Reasons why this locus has been conserved are not yet apparent. Possibly after its inactivation its role may have changed from that of a polypeptide-encoding gene to that of regulation of other genes in the ß-globin gene family. Fritsch et al. (1979), Bernards & Flavell (1980) and Collins & Weissman (1984) have suggested that DNA sequences located between the y- and b-genes may be important in maintaining a cis-acting regulatory signal necessary for the switch from fetal to adult globin gene expression, which occurs shortly before birth. Such a cis-acting regulator may not directly involve specific sequences in the Ψß-gene locus, but the presence of this locus may be necessary for the proper phasing of the regulatory mechanism. In this connection, our major finding is that the stretch of DNA which constitutes the Ψß-globin locus is evolving at a rate much slower than that expected for non-functional DNA. Indeed, these hominoid Ψß-gene sequences are evolving even slower than the IVS 2 sequences for the human and gorilla fetal globin genes. With our evidence showing that the nucleotide sequences in and around the Ψß-globin locus are conserved in hominoids, the suggestion that this locus is involved in the regulation of other ß-globin genes may have merit.

This 1984 paper was prescient and turned out to be basically correct. The hypothesis, albeit stated in a relatively obscure paper, was out there in 2005 when Ken Miller testified at Dover, and in 2007 when Eugenie Scott gave her lecture claiming the Ψ-globin was “non-functional” and didn’t do “diddly.” 

Reflections on the Past and Present

Mistakes happen. That’s OK. What’s important is what you do about that. I’ve corrected my error. I hope Dr. Scott does the same with hers. 

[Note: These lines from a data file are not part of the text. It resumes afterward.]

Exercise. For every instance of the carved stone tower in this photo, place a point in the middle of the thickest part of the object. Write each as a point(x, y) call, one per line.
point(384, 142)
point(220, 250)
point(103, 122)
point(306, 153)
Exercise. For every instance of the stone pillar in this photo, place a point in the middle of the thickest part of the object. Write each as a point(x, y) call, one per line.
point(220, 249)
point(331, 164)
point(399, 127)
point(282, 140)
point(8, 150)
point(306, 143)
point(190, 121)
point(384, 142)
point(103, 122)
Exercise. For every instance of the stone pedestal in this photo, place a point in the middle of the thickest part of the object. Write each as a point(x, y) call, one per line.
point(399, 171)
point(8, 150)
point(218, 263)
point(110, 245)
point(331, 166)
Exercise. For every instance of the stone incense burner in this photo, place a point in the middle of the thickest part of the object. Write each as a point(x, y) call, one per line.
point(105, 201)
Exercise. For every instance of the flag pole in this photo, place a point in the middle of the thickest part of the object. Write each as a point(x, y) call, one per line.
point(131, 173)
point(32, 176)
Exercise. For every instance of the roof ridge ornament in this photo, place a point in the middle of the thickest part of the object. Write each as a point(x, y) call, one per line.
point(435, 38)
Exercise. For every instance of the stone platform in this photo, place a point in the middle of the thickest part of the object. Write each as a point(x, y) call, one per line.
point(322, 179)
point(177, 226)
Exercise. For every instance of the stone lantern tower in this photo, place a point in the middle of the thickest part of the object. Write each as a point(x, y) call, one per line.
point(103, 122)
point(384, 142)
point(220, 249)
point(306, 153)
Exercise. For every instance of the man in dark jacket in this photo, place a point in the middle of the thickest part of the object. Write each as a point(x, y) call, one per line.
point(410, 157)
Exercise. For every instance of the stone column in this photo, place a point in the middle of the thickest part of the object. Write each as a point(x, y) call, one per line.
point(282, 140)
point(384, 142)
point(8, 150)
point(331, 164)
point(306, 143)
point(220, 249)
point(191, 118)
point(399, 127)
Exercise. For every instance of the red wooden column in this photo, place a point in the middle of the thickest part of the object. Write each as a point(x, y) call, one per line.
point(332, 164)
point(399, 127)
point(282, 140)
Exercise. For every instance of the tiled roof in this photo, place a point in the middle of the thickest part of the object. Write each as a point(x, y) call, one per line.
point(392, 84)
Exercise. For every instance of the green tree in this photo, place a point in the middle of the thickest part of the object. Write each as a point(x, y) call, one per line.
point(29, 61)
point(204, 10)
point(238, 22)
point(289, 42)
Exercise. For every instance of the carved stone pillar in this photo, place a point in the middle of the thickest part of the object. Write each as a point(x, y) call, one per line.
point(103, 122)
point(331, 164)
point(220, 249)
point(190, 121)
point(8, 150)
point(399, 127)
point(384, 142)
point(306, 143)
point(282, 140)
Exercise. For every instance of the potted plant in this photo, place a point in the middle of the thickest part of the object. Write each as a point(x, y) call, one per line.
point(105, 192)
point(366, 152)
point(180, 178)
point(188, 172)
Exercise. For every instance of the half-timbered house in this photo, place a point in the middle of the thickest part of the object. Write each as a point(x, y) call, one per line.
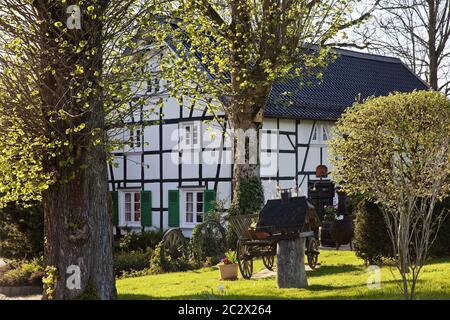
point(175, 164)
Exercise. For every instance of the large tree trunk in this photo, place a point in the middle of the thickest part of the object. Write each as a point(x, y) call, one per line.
point(78, 232)
point(78, 224)
point(291, 271)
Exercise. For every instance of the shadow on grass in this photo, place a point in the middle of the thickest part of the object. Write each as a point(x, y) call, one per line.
point(332, 270)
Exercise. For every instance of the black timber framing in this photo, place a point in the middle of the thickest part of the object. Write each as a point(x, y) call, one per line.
point(118, 184)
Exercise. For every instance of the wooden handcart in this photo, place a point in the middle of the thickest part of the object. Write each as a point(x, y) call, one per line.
point(253, 244)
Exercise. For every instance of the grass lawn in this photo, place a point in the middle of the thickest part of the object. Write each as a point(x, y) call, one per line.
point(341, 276)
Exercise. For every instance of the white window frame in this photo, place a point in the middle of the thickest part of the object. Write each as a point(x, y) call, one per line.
point(122, 221)
point(183, 205)
point(319, 129)
point(182, 135)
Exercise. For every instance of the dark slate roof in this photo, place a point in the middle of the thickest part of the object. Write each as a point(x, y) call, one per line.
point(352, 76)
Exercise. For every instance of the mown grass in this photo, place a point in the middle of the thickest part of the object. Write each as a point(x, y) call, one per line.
point(341, 276)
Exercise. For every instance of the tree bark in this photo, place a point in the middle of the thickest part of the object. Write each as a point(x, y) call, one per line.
point(78, 224)
point(291, 271)
point(78, 232)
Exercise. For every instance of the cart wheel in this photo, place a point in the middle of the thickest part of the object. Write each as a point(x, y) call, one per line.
point(312, 253)
point(268, 262)
point(245, 260)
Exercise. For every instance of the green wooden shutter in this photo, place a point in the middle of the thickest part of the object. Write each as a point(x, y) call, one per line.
point(209, 197)
point(146, 208)
point(115, 207)
point(174, 208)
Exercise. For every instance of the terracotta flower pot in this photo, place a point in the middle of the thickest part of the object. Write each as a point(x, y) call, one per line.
point(228, 271)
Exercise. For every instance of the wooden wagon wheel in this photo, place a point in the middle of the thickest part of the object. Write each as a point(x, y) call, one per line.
point(174, 244)
point(312, 252)
point(269, 260)
point(245, 260)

In her lecture, though, she goes much further than merely critiquing a mistake. She uses it as an occasion to smear an entire class of people, stating:

Creationists excel at misunderstanding science, misunderstanding its conclusions, and getting things wrong.

The Darwin lobby has a long history of such broad-brushing and stereotyping, and they’ve never really reformed their ways. Back in 2009 I shared the stage at a symposium with an NCSE-affiliated theologian, Peter Hess, who said, “A third problem with intelligent design is that its practitioners are either ignorant of science or seriously deluded or fundamentally dishonest.” Scott herself is famous for having stated, “There are no weaknesses in the theory of evolution”—a blatant overstatement and falsehood. Statements like this are still made today. This is not ancient history at all.

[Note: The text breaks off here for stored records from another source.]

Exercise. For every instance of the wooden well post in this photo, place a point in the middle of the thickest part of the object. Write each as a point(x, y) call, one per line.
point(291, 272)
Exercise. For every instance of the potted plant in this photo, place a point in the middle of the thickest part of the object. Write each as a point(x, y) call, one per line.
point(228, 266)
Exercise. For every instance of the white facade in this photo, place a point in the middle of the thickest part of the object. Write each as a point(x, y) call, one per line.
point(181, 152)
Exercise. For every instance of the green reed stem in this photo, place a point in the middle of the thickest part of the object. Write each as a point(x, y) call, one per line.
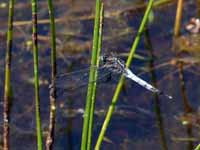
point(179, 13)
point(89, 143)
point(198, 147)
point(7, 86)
point(36, 81)
point(91, 77)
point(119, 86)
point(159, 118)
point(52, 92)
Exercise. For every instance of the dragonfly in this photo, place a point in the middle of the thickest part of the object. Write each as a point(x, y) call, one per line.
point(108, 65)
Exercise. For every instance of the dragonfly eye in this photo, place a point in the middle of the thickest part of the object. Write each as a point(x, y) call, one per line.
point(103, 59)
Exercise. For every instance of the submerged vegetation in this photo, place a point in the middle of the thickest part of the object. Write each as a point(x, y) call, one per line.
point(76, 107)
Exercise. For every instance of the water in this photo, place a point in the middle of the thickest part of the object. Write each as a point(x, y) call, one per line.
point(108, 65)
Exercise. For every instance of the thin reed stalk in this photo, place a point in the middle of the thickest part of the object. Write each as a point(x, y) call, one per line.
point(179, 12)
point(92, 76)
point(121, 81)
point(7, 85)
point(159, 118)
point(52, 92)
point(96, 75)
point(198, 147)
point(36, 77)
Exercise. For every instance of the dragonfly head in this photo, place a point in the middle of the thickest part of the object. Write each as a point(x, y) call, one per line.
point(103, 59)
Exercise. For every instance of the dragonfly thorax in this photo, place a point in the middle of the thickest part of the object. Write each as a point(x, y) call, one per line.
point(113, 64)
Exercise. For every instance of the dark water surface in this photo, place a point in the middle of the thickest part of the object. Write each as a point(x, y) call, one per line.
point(134, 125)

Yet should we say that Scott and Miller have “basic misunderstandings of basic biology” simply because they weren’t aware of an obscure paper from the 1980s? No, that would be unfair. Should we indict them and say they “excel at misunderstanding science, misunderstanding its conclusions, and getting things wrong” simply because they made an inaccurate evolutionary prediction about a pseudogene being “non-functional”? Nope. That would be uncharitable and wrong. 

Speaking about evolution, Eugenie Scott closes her talk by saying, “How sad that students are not being able to learn this wonderful, fascinating science.” She implies that we are among those who “don’t want evolution to be taught.” Then, as now, her statement is false.

Students are learning about evolution, and Discovery Institute and proponents of intelligent design do want evolution to be taught. What we don’t want are dumbed-down versions of evolution that pretend there are no “weaknesses” in the theory or use oversimplified proofs of evolutionary theory that don’t hold up to scrutiny. To my knowledge, Scott has never backed down from her “no weaknesses” claim. That, like her uncorrected smears from 2007, is a legacy that hurts this debate. But it doesn’t have to be that way. As I hope this episode has shown, it’s not too late to correct past mistakes.